Ding a Home Remodeling Project Without Permits?

If you are like lots of homeowners, the idea of making a home remodeling project legit with all kinds of permits obtained from the authorities will often seem like just too much hard work. A home redesign is supposed to be fun. It’s supposed to be about picking out a great new gadgets, tiles and faucets. Who on earth would want to bother with detailed plans and permits in the middle of such exciting times as a home remodeling project can bring you? You could tell yourself that you aren’t doing anything wrong, because you are hiring qualified and licensed professionals to do your house and everything is done to code. Who cares if you don’t have a piece of paper that certifies that everything is to code? Well, you’ll come to regret that line of thinking when you actually come to sell the house. You’ll have to do what lots of other homeowners do – sell the house without ever telling the truth about all the un-permitted remodeling that’s going on.
You will usually get into trouble though if the buyer has a closing agent or if they call in a home inspector. All they would need to do would be to take a look at the deed records or the records with the district. They mention everything about the number of rooms you have. If you construct a second bathroom, whether or not it is done to code, it’s going to really catch everybody’s attention.

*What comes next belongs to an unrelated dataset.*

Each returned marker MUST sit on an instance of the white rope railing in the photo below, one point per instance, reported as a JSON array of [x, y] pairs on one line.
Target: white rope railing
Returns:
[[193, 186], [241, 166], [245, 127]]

Now you could just stay silent and hope that no one should mind since there are no code violations on the official records. But the peace of mind you get with knowing that everything is above board can be hard to put the price on.
There really should be no need to be so stealthy about your home remodeling project. Coming clean and making everything legit doesn’t have to be expensive or troublesome. The government departments that you’ll need to come clean to are usually very understanding. If you happen to live in a district that’s particularly cash starved though, you might find that they can be sticklers for the rules and can impose fines.
And yet, the fines are usually no more than twice what you would have paid for the permit itself. But if the buyer of your home decided to sue you for unauthorized work, you could potentially be out a great deal of money. Paying twice what you ordinarily would for a permit is far cheaper. Anyway, even if you’re not selling the house, your home insurance people, should you ever put in a claim, will find unauthorized construction the perfect excuse to get out of paying you.
Just think about it – if you could turn everything legitimate, you could really push all of the new stuff you’ve added, in the advertisements. You get a better price. It could just be worth it.